Alone, I had books to read, a piano to practice on, and a TV on which daytime movies were always light comedies or love stories, never the late-night voodoo-in-the-city monster-on-the-loose fare that would make me want to hide under my bed. I tried to settle down and get interested in one thing or another, but I kept ricocheting around the house, like a pinball, checking the windows several times to be sure that the screens were intact, rearranging the clothes in my bedroom closet and then putting them back the way they had been, examining the gleaming cutlery in the kitchen knife drawer to decide with which blade I might best be able to defend myself if a horde of barbarians—or Fiona Cassidy—burst into the house with murderous intent.

When Amalia rang the doorbell at 3:10, I was overjoyed, hoping that she had brought her clarinet, which she hadn’t, hoping that maybe she had brought an art book full of Vermeers and Rembrandts, which she hadn’t.

“I’ve got like five minutes, Jonah.

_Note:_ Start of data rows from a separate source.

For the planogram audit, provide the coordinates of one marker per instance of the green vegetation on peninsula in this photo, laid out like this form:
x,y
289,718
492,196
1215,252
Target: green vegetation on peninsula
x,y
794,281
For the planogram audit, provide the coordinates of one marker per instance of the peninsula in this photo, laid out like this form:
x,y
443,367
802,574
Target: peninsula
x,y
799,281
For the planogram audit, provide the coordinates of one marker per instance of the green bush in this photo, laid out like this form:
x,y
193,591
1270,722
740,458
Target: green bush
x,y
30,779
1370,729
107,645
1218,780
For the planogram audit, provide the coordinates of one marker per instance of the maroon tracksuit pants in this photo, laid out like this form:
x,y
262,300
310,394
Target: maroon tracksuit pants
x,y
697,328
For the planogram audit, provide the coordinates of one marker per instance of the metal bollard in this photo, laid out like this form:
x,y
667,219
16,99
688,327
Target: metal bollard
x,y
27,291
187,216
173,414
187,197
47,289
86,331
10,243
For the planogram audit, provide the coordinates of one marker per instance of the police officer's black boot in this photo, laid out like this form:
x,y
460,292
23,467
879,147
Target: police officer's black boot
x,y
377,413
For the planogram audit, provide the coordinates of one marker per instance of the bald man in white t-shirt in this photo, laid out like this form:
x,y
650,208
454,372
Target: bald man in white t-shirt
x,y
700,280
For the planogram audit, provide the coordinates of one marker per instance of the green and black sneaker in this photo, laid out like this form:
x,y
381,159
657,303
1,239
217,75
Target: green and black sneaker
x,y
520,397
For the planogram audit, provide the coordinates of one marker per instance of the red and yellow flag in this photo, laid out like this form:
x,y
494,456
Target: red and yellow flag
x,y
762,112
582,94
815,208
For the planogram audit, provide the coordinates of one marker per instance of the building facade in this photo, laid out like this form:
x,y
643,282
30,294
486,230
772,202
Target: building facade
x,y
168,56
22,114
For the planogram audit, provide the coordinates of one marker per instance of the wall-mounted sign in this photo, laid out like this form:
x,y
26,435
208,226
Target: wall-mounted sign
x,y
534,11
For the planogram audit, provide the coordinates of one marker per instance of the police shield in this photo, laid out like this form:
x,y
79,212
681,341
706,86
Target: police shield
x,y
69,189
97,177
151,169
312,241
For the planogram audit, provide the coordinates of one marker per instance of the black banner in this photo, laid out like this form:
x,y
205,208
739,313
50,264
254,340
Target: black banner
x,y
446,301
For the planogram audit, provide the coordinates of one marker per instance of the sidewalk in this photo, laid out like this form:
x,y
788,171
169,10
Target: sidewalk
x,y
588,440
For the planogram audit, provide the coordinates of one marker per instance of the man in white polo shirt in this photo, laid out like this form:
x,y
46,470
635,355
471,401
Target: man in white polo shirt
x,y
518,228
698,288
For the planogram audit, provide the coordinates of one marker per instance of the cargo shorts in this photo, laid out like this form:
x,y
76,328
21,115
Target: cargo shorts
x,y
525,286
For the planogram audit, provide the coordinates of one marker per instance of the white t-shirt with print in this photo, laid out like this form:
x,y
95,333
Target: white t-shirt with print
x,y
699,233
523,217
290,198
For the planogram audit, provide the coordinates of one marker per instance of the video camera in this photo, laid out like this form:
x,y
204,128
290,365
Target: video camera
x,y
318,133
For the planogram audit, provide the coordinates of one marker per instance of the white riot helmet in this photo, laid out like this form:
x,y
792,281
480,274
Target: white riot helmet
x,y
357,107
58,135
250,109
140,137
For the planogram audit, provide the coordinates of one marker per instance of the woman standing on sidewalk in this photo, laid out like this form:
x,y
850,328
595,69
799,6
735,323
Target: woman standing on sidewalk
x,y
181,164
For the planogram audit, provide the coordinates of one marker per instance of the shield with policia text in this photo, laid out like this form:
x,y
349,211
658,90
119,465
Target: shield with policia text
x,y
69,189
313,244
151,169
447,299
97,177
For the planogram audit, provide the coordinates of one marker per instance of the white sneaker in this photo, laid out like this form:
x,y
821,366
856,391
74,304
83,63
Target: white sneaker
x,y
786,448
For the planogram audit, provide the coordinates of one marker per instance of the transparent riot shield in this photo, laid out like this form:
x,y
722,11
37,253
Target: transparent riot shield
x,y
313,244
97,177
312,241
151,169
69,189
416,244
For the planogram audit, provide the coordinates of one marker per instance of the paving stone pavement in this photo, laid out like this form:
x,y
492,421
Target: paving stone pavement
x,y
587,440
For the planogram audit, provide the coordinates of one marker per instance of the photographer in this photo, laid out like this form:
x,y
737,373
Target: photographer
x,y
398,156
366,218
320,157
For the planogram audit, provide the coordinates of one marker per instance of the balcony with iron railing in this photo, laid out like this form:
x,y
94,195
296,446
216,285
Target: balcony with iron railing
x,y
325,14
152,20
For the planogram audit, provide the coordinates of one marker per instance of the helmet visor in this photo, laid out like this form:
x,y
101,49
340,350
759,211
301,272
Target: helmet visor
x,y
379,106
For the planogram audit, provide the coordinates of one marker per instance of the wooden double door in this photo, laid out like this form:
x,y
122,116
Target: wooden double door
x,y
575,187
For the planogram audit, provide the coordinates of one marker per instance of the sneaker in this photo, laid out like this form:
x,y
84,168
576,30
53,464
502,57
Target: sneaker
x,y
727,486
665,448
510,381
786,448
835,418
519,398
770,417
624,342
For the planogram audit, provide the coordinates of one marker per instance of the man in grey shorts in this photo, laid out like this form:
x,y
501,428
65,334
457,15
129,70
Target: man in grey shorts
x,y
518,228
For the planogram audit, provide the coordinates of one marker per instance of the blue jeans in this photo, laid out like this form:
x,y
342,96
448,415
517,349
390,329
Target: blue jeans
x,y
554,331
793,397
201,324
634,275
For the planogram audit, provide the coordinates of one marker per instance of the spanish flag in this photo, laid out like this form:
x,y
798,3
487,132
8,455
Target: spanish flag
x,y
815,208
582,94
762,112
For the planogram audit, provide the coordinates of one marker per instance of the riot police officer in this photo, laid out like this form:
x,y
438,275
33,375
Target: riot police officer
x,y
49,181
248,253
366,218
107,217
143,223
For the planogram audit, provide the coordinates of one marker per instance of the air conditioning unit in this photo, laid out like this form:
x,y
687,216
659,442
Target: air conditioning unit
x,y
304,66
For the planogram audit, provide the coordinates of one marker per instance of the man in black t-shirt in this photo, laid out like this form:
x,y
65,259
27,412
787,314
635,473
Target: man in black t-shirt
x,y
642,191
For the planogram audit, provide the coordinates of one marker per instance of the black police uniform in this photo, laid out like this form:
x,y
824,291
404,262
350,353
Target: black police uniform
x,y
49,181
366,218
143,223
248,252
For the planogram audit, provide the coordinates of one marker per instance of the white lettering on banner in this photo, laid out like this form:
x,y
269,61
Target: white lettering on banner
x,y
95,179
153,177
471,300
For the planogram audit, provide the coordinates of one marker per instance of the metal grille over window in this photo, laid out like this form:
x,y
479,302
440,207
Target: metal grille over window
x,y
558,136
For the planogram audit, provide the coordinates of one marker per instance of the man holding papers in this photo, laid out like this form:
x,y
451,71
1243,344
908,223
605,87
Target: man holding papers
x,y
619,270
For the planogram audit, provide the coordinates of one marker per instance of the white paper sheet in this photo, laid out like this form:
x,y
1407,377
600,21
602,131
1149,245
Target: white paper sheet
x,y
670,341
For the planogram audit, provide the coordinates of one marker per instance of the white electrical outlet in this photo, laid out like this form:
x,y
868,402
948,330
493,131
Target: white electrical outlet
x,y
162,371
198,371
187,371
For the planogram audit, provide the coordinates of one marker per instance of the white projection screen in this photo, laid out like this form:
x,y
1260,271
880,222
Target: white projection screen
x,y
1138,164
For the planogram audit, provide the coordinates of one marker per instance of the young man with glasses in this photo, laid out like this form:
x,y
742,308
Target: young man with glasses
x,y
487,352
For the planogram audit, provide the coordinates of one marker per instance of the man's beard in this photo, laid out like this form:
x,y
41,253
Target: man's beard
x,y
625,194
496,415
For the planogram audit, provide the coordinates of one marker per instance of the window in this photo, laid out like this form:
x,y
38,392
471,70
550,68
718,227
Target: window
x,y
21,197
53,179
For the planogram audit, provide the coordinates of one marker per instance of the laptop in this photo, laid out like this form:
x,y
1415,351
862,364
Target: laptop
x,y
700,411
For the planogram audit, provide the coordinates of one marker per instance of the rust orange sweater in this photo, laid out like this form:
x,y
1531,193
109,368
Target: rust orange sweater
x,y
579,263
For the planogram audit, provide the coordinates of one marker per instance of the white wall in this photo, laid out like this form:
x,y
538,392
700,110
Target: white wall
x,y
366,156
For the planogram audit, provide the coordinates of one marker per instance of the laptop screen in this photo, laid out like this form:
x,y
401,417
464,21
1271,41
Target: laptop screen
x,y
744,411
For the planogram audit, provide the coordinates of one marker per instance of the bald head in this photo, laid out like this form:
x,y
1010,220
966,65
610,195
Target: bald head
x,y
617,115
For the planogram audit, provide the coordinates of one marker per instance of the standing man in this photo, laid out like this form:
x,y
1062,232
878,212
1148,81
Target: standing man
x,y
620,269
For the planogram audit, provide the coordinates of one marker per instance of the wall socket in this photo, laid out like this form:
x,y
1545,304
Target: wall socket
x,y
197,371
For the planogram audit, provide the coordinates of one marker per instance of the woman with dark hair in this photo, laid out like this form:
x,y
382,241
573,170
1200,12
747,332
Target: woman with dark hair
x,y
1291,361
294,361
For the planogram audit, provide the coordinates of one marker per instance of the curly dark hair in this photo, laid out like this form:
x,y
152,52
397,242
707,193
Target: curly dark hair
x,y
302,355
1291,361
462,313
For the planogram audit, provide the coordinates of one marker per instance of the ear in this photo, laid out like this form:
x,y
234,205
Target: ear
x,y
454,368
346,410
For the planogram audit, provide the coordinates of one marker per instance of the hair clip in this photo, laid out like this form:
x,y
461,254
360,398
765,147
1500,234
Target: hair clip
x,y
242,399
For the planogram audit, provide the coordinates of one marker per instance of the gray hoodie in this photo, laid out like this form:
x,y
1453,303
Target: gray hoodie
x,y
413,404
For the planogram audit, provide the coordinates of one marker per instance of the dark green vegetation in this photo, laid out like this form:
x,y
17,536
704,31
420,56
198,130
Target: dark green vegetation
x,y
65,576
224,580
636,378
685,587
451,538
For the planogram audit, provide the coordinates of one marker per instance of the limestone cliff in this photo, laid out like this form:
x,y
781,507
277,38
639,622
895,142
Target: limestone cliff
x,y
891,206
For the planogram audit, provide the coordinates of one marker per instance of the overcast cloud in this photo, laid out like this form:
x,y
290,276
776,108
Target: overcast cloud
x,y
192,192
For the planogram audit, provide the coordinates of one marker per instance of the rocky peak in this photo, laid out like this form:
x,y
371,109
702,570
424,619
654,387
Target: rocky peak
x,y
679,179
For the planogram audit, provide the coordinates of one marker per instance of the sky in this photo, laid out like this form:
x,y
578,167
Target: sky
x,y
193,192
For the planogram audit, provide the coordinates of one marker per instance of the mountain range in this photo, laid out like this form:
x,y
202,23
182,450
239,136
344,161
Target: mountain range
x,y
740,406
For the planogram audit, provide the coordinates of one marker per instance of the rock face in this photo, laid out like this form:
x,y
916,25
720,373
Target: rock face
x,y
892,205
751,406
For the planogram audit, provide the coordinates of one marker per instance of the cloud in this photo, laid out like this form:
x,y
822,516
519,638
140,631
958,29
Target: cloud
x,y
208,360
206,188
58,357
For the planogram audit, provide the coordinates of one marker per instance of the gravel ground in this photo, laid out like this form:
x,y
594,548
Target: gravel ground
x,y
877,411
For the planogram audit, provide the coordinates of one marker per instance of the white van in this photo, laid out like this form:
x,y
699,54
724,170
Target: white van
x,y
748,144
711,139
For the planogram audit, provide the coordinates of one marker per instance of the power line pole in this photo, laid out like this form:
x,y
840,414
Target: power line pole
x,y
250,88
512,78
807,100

I’ve swept the carpets, mopped the kitchen floor, dusted the furniture, changed the paper in Tweetie’s cage while fending off his every vicious attempt to peck out my eyes. I’m making dinner for the family, while my nasty stepsisters dress to catch the eye of the prince at the palace ball this evening, and just to make sure I won’t have a shot at his highness, they smashed my glass slippers. You look weird, Jonah. Are you all right?”

“Yeah, sure. I’m just, you know, kind of bored, that’s all.” I went to the piano and sat on the bench and lifted the fallboard to expose the keys, thinking that if I played for her, she might stay longer.

She came to the piano and stood there, but she didn’t stop talking long enough for me to begin playing. “You don’t know bored until you’ve gone to lunch at Aunt Judy’s. Poor sweet Malcolm. Judy’s husband, Duncan, is ages older than she is. When Dickens wrote A Christmas Carol, he based Scrooge on Uncle Duncan, who has nothing but deep disdain for anyone named Pomerantz, with some justification. He recently suffered congestive heart failure twice, he’s not long for our world. Aunt Judy isn’t able to have children, so Mom persists in the delusion that Judy will develop a great affection for her socially inept nephew, which she never did with me. Anyway, Mom hopes that when Duncan dies, Judy will turn on the money spigot to help her troubled nephew and his family. Fat chance. Aunt Judy isn’t a moron. What I expect is, if Uncle Duncan hasn’t gone to Heaven by the next time they have lunch, my mother will keep Judy distracted and expect Malcolm to find our uncle and smother him with a pillow or nudge him over the balcony railing and down forty stories to the street. Are you sure you feel all right?”

“Yeah. I’m fine. Why do you keep asking?”

“Why do you keep putting a hand to your chest?”